Karen has found in the course of her group's canvassing neighborhoods, that working women feel unconnected and isolated. Starbuck's and Walmart don't pay for sick days. "It's all about organizing," she said. "People must consider you empowered."
Then it's possible to fight back.
[an anecdote: Karen's last name was my maiden name. We were both in Boston in the seventies when she founded Nine to Five. I once received a phone call for someone wishing to speak with her, who became worse than crestfallen when I told him he had the wrong Nussbaum.
I rightly thought that she must be a very special person. I have heard more about her through the years, but back in the seventies I remember the anecdote she told about how she became an activist:
She was working as a secretary when someone walked into the roomful of desks and asked, "Isn't anyone here?"
Sometimes anger has good outcomes, as it certainly did in Karen's example.]

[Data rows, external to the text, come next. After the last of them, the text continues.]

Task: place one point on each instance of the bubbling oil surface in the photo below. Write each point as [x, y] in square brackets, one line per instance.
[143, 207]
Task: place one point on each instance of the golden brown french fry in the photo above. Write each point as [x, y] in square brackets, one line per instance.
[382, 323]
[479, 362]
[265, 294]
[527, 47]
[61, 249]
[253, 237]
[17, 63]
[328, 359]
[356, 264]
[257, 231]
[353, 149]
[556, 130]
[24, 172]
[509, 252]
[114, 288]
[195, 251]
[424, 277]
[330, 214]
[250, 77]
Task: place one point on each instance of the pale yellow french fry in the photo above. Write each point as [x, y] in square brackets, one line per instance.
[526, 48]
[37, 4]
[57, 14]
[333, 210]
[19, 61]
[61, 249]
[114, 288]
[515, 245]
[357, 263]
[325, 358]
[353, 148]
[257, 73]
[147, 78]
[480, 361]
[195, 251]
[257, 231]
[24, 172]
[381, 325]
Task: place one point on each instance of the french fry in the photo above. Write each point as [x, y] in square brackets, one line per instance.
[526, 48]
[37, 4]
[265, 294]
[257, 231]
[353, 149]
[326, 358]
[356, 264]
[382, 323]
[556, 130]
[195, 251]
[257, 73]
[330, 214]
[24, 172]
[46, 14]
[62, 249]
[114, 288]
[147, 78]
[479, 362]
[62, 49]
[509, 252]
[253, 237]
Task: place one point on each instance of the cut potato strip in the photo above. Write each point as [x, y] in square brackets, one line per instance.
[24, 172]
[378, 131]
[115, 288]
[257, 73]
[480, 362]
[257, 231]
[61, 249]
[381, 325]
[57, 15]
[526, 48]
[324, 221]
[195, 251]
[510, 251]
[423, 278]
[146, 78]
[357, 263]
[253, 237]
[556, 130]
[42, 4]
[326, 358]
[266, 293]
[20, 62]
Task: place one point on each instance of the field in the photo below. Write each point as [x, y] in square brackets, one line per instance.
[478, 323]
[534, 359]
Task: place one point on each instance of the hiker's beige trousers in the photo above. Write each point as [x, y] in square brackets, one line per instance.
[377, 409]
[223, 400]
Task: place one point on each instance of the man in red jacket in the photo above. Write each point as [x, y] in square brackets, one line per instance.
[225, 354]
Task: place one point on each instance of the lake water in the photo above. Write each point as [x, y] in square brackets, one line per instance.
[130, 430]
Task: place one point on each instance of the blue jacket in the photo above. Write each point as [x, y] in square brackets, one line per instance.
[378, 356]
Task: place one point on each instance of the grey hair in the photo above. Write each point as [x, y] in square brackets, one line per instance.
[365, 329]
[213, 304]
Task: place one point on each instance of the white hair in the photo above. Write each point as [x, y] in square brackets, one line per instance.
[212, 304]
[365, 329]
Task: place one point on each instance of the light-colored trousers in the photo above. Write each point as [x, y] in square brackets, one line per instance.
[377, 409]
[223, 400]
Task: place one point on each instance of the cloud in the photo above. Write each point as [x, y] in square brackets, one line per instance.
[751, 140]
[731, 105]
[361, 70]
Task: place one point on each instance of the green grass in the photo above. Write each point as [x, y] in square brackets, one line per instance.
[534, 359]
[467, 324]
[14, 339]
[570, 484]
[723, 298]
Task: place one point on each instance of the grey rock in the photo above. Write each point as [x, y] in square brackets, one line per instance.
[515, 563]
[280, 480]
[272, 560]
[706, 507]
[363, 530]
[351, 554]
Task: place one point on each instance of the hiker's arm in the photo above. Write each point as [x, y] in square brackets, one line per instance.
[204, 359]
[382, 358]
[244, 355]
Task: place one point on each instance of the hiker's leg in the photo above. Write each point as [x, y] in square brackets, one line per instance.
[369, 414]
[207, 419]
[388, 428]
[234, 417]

Sue's group rose out of the ashes of 9/11--that is, concern for food workers--there are 10 million of them in the United States, which conforms with the statistic she quoted that 75 percent of American families eat out, spending 40 percent of their incomes on it [hard to believe].
Fast foods and liquors are two industries thriving amid the shambles of nearly everything else. One reason may be that their workers accept payment of $8.86 per hour, a bit above the minimum wage. Among these workers homeless people are found.
ROC-United has some eight thousand members in eight cities and is spreading to thirty new states. The group has won many victories, promoting restaurants that grant sick leave to workers, and plans to publish diners' guides listing those that pay sick leave and those that don't.
The group actively goes from restaurant to restaurant trying to persuade managers to grant sick leave, telling them that it will boost the economy.
It is sickening to find out what happens as a result of the denial of sick leave. As one would expect, people earning low wages can't afford to stay home without pay and therefore come to work with extremely contagious conditions including stomach disorders and head colds [hey, watch out for my fettuccini!]
What's even more compelling is that the percentage of restaurant customers who became ill from eating out dropped dramatically, from 18 percent to 2 percent, in a study of restaurants before and after granting sick leave to their workers.
And so there's something in it for all of us, even when opponents, who undoubtedly eat out as much as the rest of us do, label restaurant workers contractors and therefore legally not to be reimbursed beyond the hourly wage.